A presentation on legal issues that arose during the World Equestrian Games was long on contract minutia and short on juicy, behind-the-scenes gossip, but is was interesting to learn about the extent US team members were micromanaged under the competitor contract with the United States Equestrian Federation. About blogging, for example, competitors were allowed to talk about their personal competition experiences, but were prohibited from posting interviews with anyone else. They could use still photographs (with proper permission) in blogs but not video or sound recordings, and the use of WEG terminology was forbidden.
Conflicts among sponsors also were a concern because some of the US teams had corporate sponsors that were direct competitors of Alltech, the WEG title sponsor. The US Para-Equestrian Team was sponsored by Kentucky Equine Research, for example, and the US Reining Team was sponsored by Adequan. The complex contracts in place for the games gave Alltech the nod when there was a conflict over physical presence on the grounds and competition for advertising exposure.

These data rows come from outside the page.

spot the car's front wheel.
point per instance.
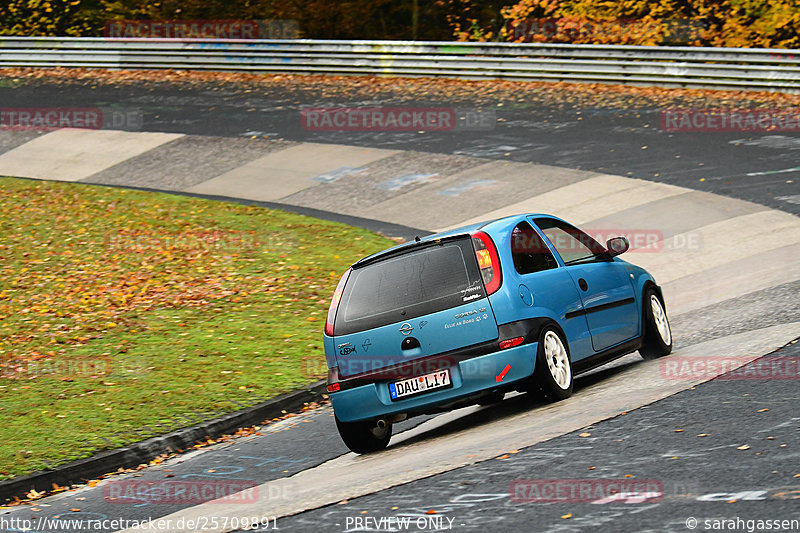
(553, 370)
(365, 437)
(657, 341)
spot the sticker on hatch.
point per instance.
(417, 385)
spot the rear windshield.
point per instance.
(431, 278)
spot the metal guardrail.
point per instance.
(722, 68)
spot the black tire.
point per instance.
(553, 378)
(656, 340)
(364, 437)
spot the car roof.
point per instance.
(486, 225)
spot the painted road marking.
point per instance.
(395, 184)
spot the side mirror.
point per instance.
(617, 245)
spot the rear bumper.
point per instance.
(469, 378)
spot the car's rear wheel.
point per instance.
(553, 371)
(365, 437)
(657, 340)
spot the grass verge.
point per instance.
(127, 314)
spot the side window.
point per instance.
(529, 251)
(572, 244)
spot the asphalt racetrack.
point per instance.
(639, 447)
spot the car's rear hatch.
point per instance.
(419, 301)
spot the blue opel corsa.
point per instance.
(461, 317)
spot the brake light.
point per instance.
(337, 296)
(510, 343)
(488, 261)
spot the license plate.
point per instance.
(420, 384)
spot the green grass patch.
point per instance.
(127, 314)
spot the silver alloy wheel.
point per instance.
(660, 318)
(557, 360)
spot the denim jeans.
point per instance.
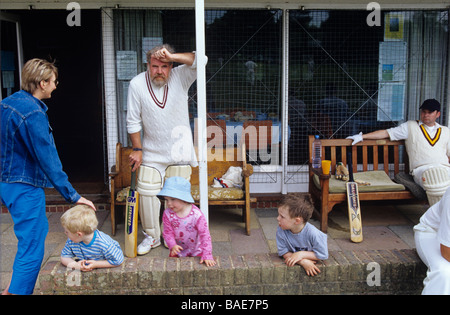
(26, 204)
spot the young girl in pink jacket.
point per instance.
(185, 228)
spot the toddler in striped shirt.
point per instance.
(87, 248)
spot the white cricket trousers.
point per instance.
(437, 281)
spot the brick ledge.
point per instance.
(401, 272)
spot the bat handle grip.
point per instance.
(350, 164)
(133, 179)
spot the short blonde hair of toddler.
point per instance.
(80, 218)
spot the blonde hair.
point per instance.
(80, 218)
(298, 205)
(36, 70)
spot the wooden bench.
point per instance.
(218, 163)
(365, 153)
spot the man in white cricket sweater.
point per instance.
(158, 106)
(428, 147)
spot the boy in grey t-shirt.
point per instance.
(298, 241)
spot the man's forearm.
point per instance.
(376, 135)
(184, 58)
(136, 139)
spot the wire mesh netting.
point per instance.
(343, 77)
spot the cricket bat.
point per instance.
(131, 219)
(354, 209)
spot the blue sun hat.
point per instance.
(177, 187)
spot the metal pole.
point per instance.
(201, 104)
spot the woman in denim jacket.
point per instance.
(30, 163)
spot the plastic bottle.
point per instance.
(317, 153)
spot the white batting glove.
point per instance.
(356, 138)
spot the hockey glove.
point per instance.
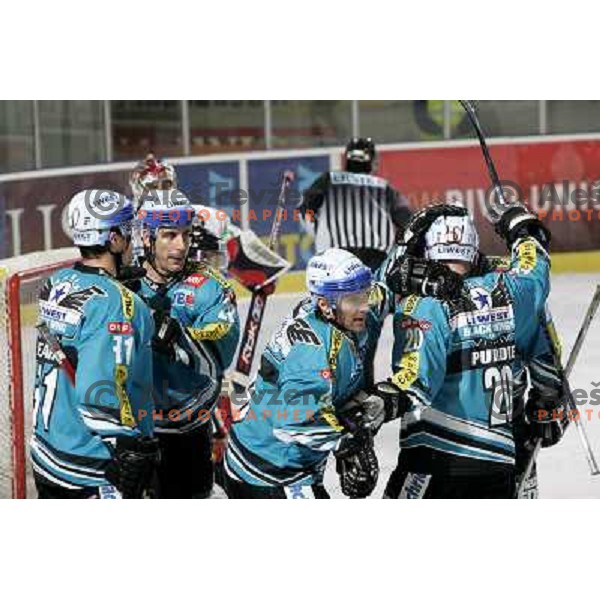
(356, 464)
(420, 276)
(133, 464)
(546, 416)
(517, 222)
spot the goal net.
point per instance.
(20, 281)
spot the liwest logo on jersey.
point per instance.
(347, 178)
(486, 319)
(183, 298)
(65, 306)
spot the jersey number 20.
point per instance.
(499, 382)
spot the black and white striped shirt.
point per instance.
(353, 210)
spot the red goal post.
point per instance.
(20, 280)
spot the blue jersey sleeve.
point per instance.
(528, 281)
(421, 343)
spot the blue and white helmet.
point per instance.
(335, 273)
(452, 238)
(165, 208)
(91, 214)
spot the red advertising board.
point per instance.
(558, 179)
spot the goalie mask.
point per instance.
(151, 174)
(211, 230)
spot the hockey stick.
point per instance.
(500, 207)
(585, 325)
(502, 203)
(258, 302)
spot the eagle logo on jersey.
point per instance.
(76, 300)
(299, 331)
(59, 306)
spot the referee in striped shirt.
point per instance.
(353, 209)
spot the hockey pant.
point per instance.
(186, 468)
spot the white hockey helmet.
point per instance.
(165, 208)
(452, 238)
(91, 214)
(152, 174)
(335, 273)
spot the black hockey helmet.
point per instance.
(360, 154)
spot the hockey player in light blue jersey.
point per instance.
(456, 360)
(197, 332)
(538, 380)
(311, 374)
(92, 427)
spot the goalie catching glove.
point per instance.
(133, 464)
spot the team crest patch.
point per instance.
(299, 331)
(481, 298)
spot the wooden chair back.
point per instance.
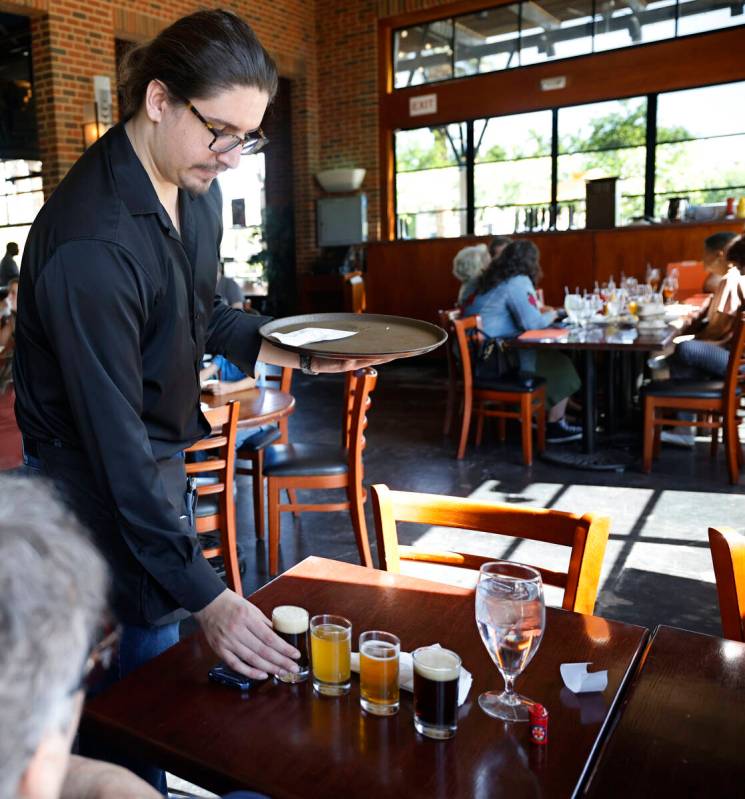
(284, 378)
(586, 535)
(359, 385)
(218, 472)
(466, 334)
(355, 299)
(446, 319)
(728, 556)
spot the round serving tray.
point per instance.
(377, 335)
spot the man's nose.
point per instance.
(231, 159)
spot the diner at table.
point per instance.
(241, 556)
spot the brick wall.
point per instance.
(328, 50)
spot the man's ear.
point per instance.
(156, 99)
(46, 770)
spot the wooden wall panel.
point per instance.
(414, 278)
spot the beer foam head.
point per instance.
(289, 619)
(437, 664)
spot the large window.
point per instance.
(601, 140)
(243, 228)
(525, 172)
(700, 155)
(533, 31)
(512, 171)
(431, 184)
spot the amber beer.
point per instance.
(331, 654)
(291, 624)
(436, 674)
(379, 692)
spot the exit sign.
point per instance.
(422, 105)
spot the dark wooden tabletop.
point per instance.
(284, 741)
(258, 405)
(681, 731)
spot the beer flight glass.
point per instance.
(511, 617)
(291, 624)
(436, 676)
(379, 656)
(331, 654)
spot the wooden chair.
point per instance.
(355, 299)
(454, 383)
(716, 401)
(250, 455)
(312, 466)
(214, 476)
(505, 397)
(728, 555)
(587, 536)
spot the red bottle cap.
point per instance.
(539, 724)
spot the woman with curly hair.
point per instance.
(507, 303)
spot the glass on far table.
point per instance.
(331, 654)
(379, 656)
(511, 617)
(436, 676)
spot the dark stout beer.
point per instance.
(291, 624)
(436, 674)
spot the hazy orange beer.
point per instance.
(331, 654)
(379, 653)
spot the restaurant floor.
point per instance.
(657, 566)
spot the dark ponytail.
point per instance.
(196, 57)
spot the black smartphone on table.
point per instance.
(226, 676)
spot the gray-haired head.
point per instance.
(470, 262)
(52, 595)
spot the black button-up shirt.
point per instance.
(115, 311)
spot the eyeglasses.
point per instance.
(225, 142)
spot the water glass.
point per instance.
(511, 617)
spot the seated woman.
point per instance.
(705, 356)
(468, 265)
(507, 303)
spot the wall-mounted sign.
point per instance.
(552, 84)
(102, 94)
(424, 104)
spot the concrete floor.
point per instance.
(657, 566)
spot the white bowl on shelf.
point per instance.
(334, 180)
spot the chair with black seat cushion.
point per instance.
(510, 396)
(317, 466)
(250, 454)
(215, 516)
(715, 402)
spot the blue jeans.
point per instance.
(137, 646)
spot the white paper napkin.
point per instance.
(406, 674)
(310, 335)
(580, 681)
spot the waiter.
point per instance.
(116, 307)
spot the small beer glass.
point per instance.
(379, 653)
(331, 650)
(291, 624)
(436, 674)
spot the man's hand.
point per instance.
(242, 637)
(94, 779)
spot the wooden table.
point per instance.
(611, 339)
(258, 405)
(284, 741)
(681, 731)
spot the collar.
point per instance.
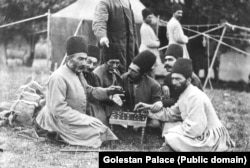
(134, 67)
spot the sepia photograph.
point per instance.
(99, 83)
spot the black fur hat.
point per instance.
(183, 66)
(174, 50)
(94, 51)
(176, 7)
(145, 60)
(146, 12)
(111, 52)
(76, 44)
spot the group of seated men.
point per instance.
(80, 99)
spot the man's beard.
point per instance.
(180, 89)
(134, 80)
(168, 68)
(90, 69)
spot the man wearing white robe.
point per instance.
(197, 126)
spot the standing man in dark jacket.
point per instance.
(114, 23)
(139, 87)
(108, 74)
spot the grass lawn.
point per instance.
(233, 109)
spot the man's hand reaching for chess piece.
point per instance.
(154, 108)
(114, 93)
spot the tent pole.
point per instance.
(215, 55)
(77, 29)
(208, 59)
(48, 40)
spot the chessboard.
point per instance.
(136, 119)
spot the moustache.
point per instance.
(167, 66)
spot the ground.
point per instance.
(232, 106)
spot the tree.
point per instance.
(208, 12)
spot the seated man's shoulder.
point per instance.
(167, 79)
(99, 69)
(152, 80)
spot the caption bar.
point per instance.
(233, 159)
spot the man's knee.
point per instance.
(154, 123)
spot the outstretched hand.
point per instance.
(104, 42)
(157, 106)
(142, 106)
(114, 90)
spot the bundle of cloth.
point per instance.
(22, 112)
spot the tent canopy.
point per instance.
(64, 24)
(84, 9)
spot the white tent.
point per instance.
(64, 24)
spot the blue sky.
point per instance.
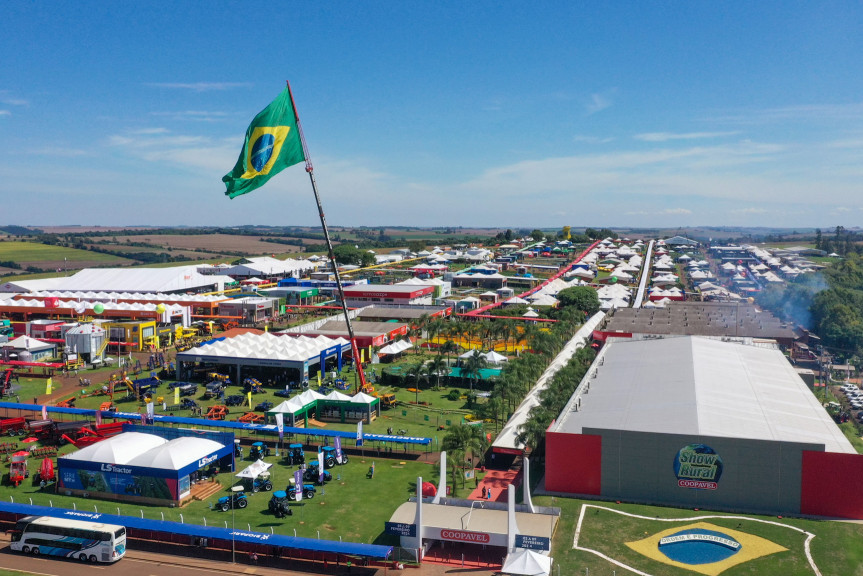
(437, 113)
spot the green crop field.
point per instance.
(837, 547)
(33, 254)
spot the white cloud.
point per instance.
(591, 139)
(194, 115)
(597, 103)
(200, 86)
(666, 136)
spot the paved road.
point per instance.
(139, 563)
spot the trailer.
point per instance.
(18, 468)
(13, 426)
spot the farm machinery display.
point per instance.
(279, 504)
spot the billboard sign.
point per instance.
(400, 529)
(532, 542)
(698, 466)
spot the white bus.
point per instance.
(84, 541)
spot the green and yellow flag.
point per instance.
(272, 144)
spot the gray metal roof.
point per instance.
(700, 386)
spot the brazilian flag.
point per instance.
(272, 144)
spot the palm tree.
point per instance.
(434, 367)
(448, 347)
(460, 440)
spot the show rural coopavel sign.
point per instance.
(698, 466)
(465, 536)
(400, 529)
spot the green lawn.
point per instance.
(837, 547)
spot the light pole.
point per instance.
(235, 490)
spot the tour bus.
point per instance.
(84, 541)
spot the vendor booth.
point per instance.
(158, 466)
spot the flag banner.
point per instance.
(298, 485)
(280, 424)
(338, 447)
(272, 144)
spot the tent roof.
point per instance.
(177, 453)
(257, 468)
(526, 563)
(496, 358)
(363, 398)
(269, 346)
(119, 449)
(27, 343)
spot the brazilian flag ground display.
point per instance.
(272, 144)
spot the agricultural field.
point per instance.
(52, 257)
(215, 243)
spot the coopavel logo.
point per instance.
(698, 466)
(462, 536)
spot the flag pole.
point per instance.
(311, 171)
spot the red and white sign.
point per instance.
(463, 536)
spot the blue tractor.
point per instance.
(312, 473)
(235, 500)
(330, 457)
(258, 451)
(308, 491)
(296, 454)
(280, 504)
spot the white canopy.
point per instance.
(255, 470)
(526, 563)
(309, 396)
(363, 398)
(27, 343)
(495, 358)
(396, 347)
(337, 396)
(290, 406)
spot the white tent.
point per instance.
(362, 398)
(396, 347)
(495, 358)
(287, 407)
(308, 397)
(527, 563)
(337, 396)
(255, 470)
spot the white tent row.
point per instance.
(396, 347)
(249, 345)
(114, 296)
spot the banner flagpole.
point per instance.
(311, 171)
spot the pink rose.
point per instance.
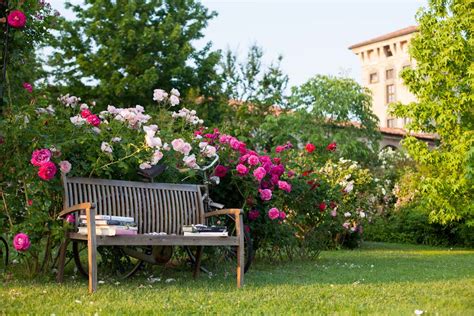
(177, 144)
(274, 213)
(243, 158)
(254, 214)
(331, 147)
(65, 166)
(277, 170)
(265, 194)
(220, 171)
(93, 120)
(279, 149)
(16, 19)
(285, 186)
(86, 113)
(21, 242)
(241, 169)
(259, 173)
(70, 218)
(40, 156)
(28, 87)
(47, 171)
(253, 160)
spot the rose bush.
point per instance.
(287, 195)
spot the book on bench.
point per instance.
(207, 234)
(203, 230)
(200, 228)
(110, 218)
(110, 230)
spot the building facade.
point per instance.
(382, 59)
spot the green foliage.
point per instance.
(23, 64)
(323, 108)
(118, 51)
(254, 91)
(443, 84)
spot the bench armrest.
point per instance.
(230, 211)
(75, 208)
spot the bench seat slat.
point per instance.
(159, 240)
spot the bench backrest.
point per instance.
(156, 207)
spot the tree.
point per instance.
(253, 90)
(19, 44)
(327, 109)
(119, 51)
(442, 82)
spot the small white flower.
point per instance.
(106, 148)
(174, 100)
(159, 95)
(152, 141)
(190, 161)
(175, 92)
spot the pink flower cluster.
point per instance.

The most practical advice might have come from Julie Fershtman, a Michigan attorney who crisscrosses the country litigating equine liability cases. No matter how well drafted and how well stocked with liability waivers and releases, she reminded, a boarding contract only covers the people who actually sign the document. Separate liability releases and waivers should be considered for family and friends of the horse owner who visit, and for everyone else who comes onto the property. Julie also warned about the use of fill-in-the-blank contract forms available on line or in books that might—but probably do not—meet the specific legal requirements of your state.
The Conference on Equine Law provided fodder for future blogs. What topics would you like to see?